Offer Jesus your emptiness, your tears, your weakness, your temptation, your doubts. When you’re at home staring at the ceiling, feeling listless, pointless, faithless and just plain gross, offer all those feelings to him. Consciously invite Him into all of those common human feelings. You might be surprised at the result.
If Jesus Christ is the All-Sufficient Christ...and He is, then each of us needs to reach out to Him and apprehend Him. We need to choose to say to ourselves when we are afraid, when we feel tempted, when we feel under attack, “Jesus Christ is Lord to the glory of God the Father”.
Can you say that with me now? “Jesus Christ is Lord to the glory of God the Father”. Again: “Jesus Christ is Lord to the glory of God the Father”, and one more time: “Jesus Christ is Lord to the glory of God the Father!!!” Amen.

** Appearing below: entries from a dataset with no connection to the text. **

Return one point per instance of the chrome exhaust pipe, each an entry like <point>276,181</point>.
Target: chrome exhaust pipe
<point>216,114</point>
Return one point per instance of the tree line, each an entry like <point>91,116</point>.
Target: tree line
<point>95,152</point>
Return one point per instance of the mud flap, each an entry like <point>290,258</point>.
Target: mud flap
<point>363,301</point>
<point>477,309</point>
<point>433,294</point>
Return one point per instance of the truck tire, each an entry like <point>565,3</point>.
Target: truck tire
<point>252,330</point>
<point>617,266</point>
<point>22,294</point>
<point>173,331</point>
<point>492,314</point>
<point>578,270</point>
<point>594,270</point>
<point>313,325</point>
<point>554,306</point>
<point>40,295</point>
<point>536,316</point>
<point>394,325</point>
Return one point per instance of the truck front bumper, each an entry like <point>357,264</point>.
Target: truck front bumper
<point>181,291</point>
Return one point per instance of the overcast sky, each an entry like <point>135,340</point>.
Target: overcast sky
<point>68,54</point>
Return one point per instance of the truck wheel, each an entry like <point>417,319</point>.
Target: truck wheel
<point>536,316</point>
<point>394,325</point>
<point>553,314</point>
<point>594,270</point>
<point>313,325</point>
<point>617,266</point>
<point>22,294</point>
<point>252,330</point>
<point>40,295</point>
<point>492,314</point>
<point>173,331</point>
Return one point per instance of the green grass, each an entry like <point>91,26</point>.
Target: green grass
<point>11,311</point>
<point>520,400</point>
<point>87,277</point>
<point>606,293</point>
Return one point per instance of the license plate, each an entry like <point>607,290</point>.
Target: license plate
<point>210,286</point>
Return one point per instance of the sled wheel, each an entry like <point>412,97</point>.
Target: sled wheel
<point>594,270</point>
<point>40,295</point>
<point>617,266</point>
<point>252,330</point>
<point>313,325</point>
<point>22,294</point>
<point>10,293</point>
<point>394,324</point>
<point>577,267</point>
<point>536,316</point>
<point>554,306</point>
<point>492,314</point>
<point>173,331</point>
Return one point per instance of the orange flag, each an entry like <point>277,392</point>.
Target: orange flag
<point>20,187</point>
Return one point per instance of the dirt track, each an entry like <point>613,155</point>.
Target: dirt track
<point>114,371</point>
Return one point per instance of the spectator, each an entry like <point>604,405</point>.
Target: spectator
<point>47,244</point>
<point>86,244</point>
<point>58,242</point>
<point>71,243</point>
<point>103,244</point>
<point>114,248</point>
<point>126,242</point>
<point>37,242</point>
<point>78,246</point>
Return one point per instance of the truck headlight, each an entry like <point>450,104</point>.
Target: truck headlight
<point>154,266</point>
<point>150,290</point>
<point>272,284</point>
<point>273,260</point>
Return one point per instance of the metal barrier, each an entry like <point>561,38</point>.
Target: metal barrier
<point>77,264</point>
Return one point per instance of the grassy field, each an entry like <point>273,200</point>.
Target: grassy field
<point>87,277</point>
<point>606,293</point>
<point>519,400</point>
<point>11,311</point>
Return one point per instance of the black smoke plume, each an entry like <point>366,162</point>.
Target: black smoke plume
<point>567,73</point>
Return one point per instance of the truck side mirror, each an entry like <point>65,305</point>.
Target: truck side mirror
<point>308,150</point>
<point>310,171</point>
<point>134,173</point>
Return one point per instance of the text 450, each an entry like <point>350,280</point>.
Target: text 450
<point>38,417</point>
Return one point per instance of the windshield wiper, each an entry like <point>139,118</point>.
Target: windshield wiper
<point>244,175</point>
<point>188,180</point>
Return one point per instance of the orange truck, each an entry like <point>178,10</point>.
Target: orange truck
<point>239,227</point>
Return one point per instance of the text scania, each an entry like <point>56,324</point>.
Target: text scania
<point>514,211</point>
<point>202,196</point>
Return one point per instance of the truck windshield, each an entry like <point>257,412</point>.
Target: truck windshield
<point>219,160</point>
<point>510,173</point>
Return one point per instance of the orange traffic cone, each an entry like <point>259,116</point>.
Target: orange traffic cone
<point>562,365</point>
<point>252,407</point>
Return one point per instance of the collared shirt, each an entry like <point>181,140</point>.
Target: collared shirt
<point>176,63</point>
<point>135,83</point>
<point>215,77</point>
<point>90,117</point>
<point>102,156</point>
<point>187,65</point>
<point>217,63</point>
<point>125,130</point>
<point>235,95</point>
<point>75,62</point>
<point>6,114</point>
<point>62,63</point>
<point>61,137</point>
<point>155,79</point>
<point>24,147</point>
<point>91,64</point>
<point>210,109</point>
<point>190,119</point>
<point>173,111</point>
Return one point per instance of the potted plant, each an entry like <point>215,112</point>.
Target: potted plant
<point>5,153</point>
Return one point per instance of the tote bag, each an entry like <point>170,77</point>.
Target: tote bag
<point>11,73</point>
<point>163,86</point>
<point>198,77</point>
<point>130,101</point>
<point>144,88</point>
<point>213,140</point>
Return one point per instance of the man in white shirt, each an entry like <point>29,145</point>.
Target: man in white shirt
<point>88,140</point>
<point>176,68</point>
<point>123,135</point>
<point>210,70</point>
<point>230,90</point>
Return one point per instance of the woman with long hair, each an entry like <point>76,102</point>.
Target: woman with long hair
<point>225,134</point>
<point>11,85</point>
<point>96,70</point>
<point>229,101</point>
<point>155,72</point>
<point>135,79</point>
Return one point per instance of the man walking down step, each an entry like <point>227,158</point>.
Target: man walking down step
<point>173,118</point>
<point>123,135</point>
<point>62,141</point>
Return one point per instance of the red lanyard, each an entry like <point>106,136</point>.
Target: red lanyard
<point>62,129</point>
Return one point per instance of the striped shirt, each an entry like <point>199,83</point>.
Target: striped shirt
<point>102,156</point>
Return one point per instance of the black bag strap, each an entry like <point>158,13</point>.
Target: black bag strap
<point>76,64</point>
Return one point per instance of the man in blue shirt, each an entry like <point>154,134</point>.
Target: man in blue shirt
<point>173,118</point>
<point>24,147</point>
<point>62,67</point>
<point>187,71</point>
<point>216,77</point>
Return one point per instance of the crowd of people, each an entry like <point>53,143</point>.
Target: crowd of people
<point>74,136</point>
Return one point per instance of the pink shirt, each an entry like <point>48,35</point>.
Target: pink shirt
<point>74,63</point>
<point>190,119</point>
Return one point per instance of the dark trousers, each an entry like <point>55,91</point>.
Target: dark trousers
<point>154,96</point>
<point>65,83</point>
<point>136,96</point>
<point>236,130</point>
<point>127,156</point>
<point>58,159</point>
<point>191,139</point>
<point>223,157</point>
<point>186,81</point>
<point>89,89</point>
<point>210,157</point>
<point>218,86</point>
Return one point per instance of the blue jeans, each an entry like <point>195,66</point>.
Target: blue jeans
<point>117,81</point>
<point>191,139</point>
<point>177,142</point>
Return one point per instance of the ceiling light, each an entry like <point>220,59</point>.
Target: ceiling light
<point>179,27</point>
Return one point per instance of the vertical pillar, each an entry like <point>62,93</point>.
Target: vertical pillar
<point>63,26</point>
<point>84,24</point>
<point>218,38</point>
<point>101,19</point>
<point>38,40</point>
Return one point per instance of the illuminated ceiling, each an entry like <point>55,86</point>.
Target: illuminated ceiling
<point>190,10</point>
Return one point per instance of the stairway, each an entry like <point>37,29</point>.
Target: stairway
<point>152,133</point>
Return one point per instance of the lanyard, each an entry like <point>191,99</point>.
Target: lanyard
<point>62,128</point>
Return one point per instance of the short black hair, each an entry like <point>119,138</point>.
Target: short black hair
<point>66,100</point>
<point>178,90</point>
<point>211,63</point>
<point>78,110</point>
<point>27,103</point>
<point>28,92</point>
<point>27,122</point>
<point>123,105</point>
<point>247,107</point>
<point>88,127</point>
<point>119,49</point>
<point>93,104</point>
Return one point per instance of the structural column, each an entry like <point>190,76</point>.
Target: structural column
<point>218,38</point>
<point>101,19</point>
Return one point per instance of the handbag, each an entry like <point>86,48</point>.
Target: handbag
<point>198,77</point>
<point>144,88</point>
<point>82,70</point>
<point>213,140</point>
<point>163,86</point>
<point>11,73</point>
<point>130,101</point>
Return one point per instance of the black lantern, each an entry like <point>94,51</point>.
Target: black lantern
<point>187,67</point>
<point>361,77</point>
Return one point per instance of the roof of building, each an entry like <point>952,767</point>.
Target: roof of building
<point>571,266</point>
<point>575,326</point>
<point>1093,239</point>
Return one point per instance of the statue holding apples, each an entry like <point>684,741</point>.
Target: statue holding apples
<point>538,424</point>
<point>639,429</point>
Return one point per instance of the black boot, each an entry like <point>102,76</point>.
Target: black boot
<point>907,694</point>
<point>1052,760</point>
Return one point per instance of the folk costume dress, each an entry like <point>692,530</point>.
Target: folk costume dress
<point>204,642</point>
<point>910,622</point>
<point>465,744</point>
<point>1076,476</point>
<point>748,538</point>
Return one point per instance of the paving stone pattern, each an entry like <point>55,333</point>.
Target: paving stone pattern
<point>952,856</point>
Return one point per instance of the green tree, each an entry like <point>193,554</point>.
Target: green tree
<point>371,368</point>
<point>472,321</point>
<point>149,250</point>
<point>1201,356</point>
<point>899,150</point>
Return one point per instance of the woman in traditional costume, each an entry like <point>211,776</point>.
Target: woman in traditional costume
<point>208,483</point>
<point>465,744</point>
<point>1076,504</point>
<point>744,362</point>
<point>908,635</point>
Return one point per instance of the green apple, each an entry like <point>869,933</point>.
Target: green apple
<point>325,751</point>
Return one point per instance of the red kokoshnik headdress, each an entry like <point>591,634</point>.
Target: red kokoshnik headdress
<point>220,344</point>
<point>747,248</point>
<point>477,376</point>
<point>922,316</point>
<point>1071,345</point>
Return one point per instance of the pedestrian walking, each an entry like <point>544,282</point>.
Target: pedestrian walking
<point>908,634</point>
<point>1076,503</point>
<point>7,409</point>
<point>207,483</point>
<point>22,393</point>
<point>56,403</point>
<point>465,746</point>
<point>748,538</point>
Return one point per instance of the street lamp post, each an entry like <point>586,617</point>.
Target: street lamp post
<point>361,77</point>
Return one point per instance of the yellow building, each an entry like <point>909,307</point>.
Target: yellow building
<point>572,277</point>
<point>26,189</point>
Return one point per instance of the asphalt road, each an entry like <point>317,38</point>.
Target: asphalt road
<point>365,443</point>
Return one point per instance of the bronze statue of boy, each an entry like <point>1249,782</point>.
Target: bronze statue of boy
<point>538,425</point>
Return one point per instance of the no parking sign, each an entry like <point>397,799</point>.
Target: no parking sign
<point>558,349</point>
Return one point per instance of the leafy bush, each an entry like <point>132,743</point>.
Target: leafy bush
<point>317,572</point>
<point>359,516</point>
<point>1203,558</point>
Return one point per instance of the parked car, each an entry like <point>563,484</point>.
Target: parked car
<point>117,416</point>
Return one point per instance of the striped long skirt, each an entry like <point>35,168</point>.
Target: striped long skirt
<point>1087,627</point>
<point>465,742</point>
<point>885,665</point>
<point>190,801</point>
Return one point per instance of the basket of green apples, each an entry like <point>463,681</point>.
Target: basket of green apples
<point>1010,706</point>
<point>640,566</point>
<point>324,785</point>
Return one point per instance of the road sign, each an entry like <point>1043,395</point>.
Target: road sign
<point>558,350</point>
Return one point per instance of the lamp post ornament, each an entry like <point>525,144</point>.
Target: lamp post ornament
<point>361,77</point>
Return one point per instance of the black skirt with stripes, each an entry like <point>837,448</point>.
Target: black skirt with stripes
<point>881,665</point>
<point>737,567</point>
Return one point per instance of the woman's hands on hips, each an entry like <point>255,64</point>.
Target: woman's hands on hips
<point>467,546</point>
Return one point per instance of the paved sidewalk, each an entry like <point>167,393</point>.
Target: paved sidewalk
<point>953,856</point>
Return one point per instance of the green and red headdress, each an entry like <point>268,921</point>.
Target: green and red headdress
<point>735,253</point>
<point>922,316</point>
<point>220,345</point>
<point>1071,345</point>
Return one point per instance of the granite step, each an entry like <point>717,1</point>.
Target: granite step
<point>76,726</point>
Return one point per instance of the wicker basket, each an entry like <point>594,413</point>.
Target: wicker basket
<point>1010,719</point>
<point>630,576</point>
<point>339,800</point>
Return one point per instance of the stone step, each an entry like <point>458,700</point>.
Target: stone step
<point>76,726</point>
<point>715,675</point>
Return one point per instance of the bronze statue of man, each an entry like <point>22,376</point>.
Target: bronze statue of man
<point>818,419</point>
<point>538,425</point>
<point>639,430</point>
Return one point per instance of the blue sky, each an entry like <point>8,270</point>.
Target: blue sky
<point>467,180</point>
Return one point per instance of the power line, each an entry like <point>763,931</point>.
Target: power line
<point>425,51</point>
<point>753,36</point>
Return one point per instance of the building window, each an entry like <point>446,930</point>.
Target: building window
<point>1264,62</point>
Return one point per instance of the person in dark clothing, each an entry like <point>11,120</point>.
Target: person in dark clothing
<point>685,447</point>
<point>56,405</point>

Let’s pray.
Wow God. You are amazing. What is this we hear of a love that comes to us from the very heart of the Almighty? What is this transforming love? Would you show us, God? Would you open our eyes to such a mighty love? Such a healing and forgiving grace? Such gently wielded but life-altering power? O God, if we could catch but a glimpse of the All-Sufficient Christ, we would never need to doubt again. We would never question that we are fundamentally lovable because the King of Glory calls us His beloved. We would be an altered people. A community pregnant with hope and possibility and consumed with love for you and love for our neighbour. Would you show us God? And open our eyes to behold your glory. In the perfect name of our Saviour Jesus Christ we pray. Amen.